Внезапно ко мне подбежала невысокого роста женщина и запричитала:
– Что ж ты, горюшко-то моё, и отпустить-то тебя никуда нельзя, всегда в историю вляпаешься. Пошли. Пошли домой, дети уже из школы пришли, нужно кормить их, – и она стала тянуть меня, помогая встать.
В это время подъехала полиционерская автомашина и из нее вышли околоточный надзиратель с городовым высшего разряда.
– Это что такое? – грозно спросил околоточный.
– Да муж мой, – запричитала женщина, – пошел в магазин за хлебом и что-то долго его нет. Вот, побежала искать и нашла его здесь всего избитого. Вы-то куда смотрите, – набросилась она на полиционеров, – людей средь бела дня избивают на улице, а вы только и стоите, что руки в брюки. Надо злодеев искать, а не людей избитых задерживать, да в суд их отдавать.
– А паспорт у него есть? – спросил околоточный надзиратель.
– Ага, – сказала женщина, – я еще должна проверять, взял ли он паспорт, чтобы в булочную пойти. Вы что как оккупанты на нашей земле ведете, у каждого гражданина аусвайс спрашиваете? Вы с преступниками боритесь, а не с нормальными гражданами. Муж мой, – и тут я вложил в ее уста свои слова, – Волков Владимир Захарович, врач высшей категории, таких как он нигде нет, он диагност самый лучший, с первого взгляда знает, где и что у человека болит.
Женщина все это так бойко говорила, и сама с удивлением смотрела на меня.

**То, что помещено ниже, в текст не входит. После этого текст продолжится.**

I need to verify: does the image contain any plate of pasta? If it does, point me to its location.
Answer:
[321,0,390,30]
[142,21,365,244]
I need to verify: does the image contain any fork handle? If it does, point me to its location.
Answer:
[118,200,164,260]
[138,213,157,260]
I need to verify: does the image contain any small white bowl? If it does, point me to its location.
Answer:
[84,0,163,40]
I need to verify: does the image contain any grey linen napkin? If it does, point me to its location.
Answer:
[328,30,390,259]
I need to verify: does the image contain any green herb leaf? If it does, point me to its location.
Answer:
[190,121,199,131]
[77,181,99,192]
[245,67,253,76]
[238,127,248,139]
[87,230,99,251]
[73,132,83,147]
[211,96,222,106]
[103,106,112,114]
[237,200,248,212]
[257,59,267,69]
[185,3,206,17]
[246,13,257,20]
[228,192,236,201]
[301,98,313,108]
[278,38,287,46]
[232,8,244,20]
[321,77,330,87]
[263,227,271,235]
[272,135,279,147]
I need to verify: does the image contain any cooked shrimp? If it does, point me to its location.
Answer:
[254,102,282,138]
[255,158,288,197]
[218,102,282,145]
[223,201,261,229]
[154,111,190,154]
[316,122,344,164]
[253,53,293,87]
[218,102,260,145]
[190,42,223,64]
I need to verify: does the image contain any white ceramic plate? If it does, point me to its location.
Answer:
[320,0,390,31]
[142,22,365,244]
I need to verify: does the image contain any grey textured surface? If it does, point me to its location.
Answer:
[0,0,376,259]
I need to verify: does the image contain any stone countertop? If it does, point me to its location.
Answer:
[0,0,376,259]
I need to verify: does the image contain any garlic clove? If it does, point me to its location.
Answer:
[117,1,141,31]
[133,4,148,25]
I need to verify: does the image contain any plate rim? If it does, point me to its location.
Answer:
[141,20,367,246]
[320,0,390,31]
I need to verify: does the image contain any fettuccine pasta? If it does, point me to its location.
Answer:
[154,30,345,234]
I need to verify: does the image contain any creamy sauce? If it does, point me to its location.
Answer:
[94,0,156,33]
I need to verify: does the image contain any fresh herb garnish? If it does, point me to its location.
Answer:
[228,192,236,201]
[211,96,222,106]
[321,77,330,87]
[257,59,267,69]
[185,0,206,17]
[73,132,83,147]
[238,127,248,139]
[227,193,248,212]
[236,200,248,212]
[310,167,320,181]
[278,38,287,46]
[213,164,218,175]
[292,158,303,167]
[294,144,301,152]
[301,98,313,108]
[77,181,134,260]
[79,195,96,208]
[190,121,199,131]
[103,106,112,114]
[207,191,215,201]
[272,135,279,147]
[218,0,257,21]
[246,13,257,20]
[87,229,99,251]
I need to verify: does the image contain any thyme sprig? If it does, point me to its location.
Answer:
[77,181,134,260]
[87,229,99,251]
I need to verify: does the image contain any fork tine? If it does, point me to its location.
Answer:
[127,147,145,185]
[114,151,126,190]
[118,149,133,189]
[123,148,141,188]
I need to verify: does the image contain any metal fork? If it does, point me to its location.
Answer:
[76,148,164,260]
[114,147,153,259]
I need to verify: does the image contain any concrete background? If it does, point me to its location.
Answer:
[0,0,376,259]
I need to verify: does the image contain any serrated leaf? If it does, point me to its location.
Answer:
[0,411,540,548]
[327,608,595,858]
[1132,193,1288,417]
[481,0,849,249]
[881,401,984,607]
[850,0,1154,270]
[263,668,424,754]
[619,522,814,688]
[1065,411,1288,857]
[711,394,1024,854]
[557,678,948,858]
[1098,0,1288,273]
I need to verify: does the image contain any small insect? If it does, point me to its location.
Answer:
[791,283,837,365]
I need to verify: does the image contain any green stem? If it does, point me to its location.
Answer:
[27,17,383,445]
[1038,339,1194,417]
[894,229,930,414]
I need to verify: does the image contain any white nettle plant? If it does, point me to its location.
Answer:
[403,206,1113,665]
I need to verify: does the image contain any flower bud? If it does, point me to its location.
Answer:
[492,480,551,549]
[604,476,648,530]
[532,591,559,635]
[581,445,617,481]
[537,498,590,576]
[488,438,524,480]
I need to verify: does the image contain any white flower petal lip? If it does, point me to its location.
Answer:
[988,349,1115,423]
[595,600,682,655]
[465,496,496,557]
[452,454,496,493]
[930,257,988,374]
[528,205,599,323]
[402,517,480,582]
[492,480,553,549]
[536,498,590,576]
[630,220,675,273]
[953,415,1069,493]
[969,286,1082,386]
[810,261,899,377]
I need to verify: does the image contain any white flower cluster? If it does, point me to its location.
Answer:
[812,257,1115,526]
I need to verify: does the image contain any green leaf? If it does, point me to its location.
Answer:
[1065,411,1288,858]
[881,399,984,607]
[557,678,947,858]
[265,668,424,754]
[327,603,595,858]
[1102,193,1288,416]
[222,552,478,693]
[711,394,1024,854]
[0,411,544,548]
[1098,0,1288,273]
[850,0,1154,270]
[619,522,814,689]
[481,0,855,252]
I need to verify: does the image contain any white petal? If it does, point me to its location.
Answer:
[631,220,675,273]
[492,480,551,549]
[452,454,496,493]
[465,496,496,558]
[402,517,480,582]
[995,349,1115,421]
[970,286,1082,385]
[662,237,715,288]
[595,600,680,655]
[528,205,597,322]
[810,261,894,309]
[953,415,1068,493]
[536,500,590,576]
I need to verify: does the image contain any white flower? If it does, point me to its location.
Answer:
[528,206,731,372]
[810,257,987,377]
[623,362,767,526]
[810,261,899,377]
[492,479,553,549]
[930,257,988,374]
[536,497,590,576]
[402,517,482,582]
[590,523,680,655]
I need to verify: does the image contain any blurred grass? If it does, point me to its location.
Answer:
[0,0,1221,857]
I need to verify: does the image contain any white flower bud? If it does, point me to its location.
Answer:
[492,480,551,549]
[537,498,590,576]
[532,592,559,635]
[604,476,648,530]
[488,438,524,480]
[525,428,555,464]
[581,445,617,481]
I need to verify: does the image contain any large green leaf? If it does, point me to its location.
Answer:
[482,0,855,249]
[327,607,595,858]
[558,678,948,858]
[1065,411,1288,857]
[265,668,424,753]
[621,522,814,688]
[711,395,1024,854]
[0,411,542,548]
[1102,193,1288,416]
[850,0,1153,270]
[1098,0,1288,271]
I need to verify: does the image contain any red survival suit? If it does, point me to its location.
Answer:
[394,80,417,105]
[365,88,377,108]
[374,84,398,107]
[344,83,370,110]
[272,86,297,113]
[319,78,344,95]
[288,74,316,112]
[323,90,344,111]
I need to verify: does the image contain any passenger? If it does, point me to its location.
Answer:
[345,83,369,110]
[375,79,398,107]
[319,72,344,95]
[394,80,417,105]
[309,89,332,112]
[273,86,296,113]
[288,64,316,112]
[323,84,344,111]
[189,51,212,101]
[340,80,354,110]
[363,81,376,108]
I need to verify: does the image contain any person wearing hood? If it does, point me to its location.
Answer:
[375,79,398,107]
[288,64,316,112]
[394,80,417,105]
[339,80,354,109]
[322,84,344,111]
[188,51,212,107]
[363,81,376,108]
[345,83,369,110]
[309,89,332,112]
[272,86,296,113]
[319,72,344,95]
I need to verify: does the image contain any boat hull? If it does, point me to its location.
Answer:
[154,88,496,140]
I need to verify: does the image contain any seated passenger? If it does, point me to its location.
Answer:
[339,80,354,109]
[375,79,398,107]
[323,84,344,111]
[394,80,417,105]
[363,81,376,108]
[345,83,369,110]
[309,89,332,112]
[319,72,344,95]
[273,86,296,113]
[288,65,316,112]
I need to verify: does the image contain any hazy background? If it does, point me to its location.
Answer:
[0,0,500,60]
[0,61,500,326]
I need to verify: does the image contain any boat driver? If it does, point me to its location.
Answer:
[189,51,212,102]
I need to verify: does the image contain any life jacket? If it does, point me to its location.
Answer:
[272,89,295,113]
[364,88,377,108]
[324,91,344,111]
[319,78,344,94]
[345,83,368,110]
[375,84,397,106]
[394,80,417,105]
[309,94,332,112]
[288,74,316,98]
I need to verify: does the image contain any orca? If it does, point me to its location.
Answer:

– Так уж все и видит, – нерешительно сказал надзиратель. Ему явно не улыбалось возиться с известным врачом, потом придется еще извиняться, да и по шее могут накостылять, если он лечит каких-нибудь полиционерских начальников. – Ну, и что у меня болит? – с вызовом спросил он
– У вас пока ничего не болит, – сказал я, – но у вас генетическая и наследственная предрасположенность к гипертонии и атеросклерозу. Кроме того, у вас пограничная, между первой и второй, степень ожирения, что является предвестником гипертонии и возможного инфаркта миокарда или инсульта. У вас отец умер от инфаркта, а мать перенесла инсульт. Причем недавно. Кроме того, у вас постоянное стрессовое состояние. Вам нужно либо менять работу, либо на работе переменить отношение к людям, потому что вы получаете постоянный негатив от окружающих вас людей. Такой же негатив получают и члены вашей семьи. Дочка вас стыдится.
– И что же мне делать? – уже как-то по-человечески спросил меня околоточный надзиратель.
– Первое. Постарайтесь нормально питаться, не кушайте в забегаловках, а возьмите из дома бутерброд. Для снижения стресса, в каждом человеке видьте, в-первую очередь, человека, а потом уже классифицируйте его по степени нарушения им закона. Помогайте людям. И гордитесь своей профессией, тогда и люди к вам будут относиться по-людски, и дочка будет с гордостью говорить, что у нее папа милиционер.
– Так нет сейчас милиции, – чуть ли не хором сказали все три полиционера.
– Будет, обязательно будет, – сказал я, – только звание милиционера нужно заслужить.